To view details on the only three true commodity funds available today (most
“commodity-related” funds invest in stocks of energy-based companies, not the
physical commodities themselves), a comparison can be found in
Commodity Funds Comparison.
Alternatively, readers can request more information on any of these funds from
investment advisors, highly-experienced industry professionals we have found
that know these investments very well.
About Pimco’s Commodity Real Return Fund:
The Fund uses commodity-index-linked derivative instruments, such as commodity
swap agreements, to gain 100% exposure to the investment return of the Dow Jones
AIG Commodity Total Return Index (DJAIGCTRI)— a well-balanced and widely
followed measure of commodity prices. The Fund fully collateralizes the
commodity-index-linked derivative instruments by investing its assets in an
actively-managed portfolio of inflation-indexed bonds and other fixed-income
securities. Inflation-indexed bonds offer a return that is linked to changes in
the rate of inflation. As a result, the Fund attempts to employ a "Double RealTM"
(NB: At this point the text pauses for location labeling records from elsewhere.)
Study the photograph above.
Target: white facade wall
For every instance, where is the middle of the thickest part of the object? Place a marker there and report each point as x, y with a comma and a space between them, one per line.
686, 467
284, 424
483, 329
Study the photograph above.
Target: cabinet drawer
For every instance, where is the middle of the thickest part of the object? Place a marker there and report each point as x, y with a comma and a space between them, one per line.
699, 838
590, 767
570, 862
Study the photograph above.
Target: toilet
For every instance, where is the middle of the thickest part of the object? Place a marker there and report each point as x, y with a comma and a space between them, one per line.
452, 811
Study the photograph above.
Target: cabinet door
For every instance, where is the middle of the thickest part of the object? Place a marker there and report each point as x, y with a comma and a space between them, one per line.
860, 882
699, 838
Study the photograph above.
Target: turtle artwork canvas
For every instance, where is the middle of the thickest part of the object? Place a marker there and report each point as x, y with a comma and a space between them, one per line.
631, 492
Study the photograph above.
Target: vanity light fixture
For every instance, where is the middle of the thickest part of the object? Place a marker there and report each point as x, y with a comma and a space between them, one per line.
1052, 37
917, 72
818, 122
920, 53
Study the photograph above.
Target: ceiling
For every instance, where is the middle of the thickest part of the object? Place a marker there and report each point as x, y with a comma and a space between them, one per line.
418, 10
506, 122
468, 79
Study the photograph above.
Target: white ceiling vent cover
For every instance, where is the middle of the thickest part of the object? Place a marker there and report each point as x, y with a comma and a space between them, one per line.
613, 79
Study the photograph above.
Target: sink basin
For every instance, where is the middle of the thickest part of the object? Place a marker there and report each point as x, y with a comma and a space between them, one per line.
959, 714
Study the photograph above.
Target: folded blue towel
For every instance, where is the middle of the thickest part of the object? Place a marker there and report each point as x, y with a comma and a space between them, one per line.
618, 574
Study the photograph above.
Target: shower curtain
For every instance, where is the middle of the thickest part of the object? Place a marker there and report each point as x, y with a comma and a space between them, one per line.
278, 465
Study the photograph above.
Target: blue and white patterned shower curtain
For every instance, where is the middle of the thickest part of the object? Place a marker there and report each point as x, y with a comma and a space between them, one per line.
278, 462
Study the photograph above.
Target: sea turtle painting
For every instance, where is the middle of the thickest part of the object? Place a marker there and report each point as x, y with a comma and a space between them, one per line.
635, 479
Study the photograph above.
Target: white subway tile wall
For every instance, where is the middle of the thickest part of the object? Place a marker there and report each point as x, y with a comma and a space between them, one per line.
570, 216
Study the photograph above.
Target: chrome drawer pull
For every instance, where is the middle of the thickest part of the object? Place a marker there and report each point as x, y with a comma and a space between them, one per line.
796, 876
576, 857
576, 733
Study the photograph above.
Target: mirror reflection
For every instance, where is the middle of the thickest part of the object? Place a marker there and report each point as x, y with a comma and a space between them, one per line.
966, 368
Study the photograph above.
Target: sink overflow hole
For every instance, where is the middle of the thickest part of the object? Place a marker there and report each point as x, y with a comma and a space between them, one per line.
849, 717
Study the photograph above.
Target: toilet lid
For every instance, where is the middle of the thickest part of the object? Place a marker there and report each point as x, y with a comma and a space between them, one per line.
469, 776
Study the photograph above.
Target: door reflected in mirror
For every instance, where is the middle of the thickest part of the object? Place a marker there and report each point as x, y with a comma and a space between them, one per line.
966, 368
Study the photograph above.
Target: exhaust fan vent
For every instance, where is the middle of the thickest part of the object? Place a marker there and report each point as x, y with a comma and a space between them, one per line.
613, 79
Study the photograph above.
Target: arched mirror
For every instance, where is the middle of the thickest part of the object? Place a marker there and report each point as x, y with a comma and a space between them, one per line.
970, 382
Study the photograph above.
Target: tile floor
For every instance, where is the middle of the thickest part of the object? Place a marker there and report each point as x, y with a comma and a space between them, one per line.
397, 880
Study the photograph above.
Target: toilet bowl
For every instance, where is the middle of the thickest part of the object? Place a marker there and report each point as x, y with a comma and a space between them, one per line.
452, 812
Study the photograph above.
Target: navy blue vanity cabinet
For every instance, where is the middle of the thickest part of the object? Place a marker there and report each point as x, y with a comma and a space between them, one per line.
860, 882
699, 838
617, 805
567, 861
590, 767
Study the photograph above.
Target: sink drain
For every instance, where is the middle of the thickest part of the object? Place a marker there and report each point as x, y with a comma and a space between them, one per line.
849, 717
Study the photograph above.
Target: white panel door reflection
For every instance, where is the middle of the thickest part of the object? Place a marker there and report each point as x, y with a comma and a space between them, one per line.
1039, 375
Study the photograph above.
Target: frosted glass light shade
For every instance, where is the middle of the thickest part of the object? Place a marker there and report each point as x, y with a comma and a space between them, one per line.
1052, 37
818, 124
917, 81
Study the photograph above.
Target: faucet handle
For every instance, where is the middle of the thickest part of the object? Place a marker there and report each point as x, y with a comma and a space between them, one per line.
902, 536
strategy, seeking to capitalize on the inflation-hedging properties of both
commodities and inflation-indexed bonds. Thus far, the result has been a fund
whose performance has exceeded its own benchmark index.
Like the Rogers Raw
Materials Fund, Pimco’s commodity fund is based on an index, so the investor
has little exposure to management-related investment mistakes; the performance
of these funds will simply mimic the performance of commodities in general.
Unlike the Rogers
Fund, which is a stand-alone product, investors in this vehicle gain some
significant advantages in terms of pricing, liquidity and ease of investment.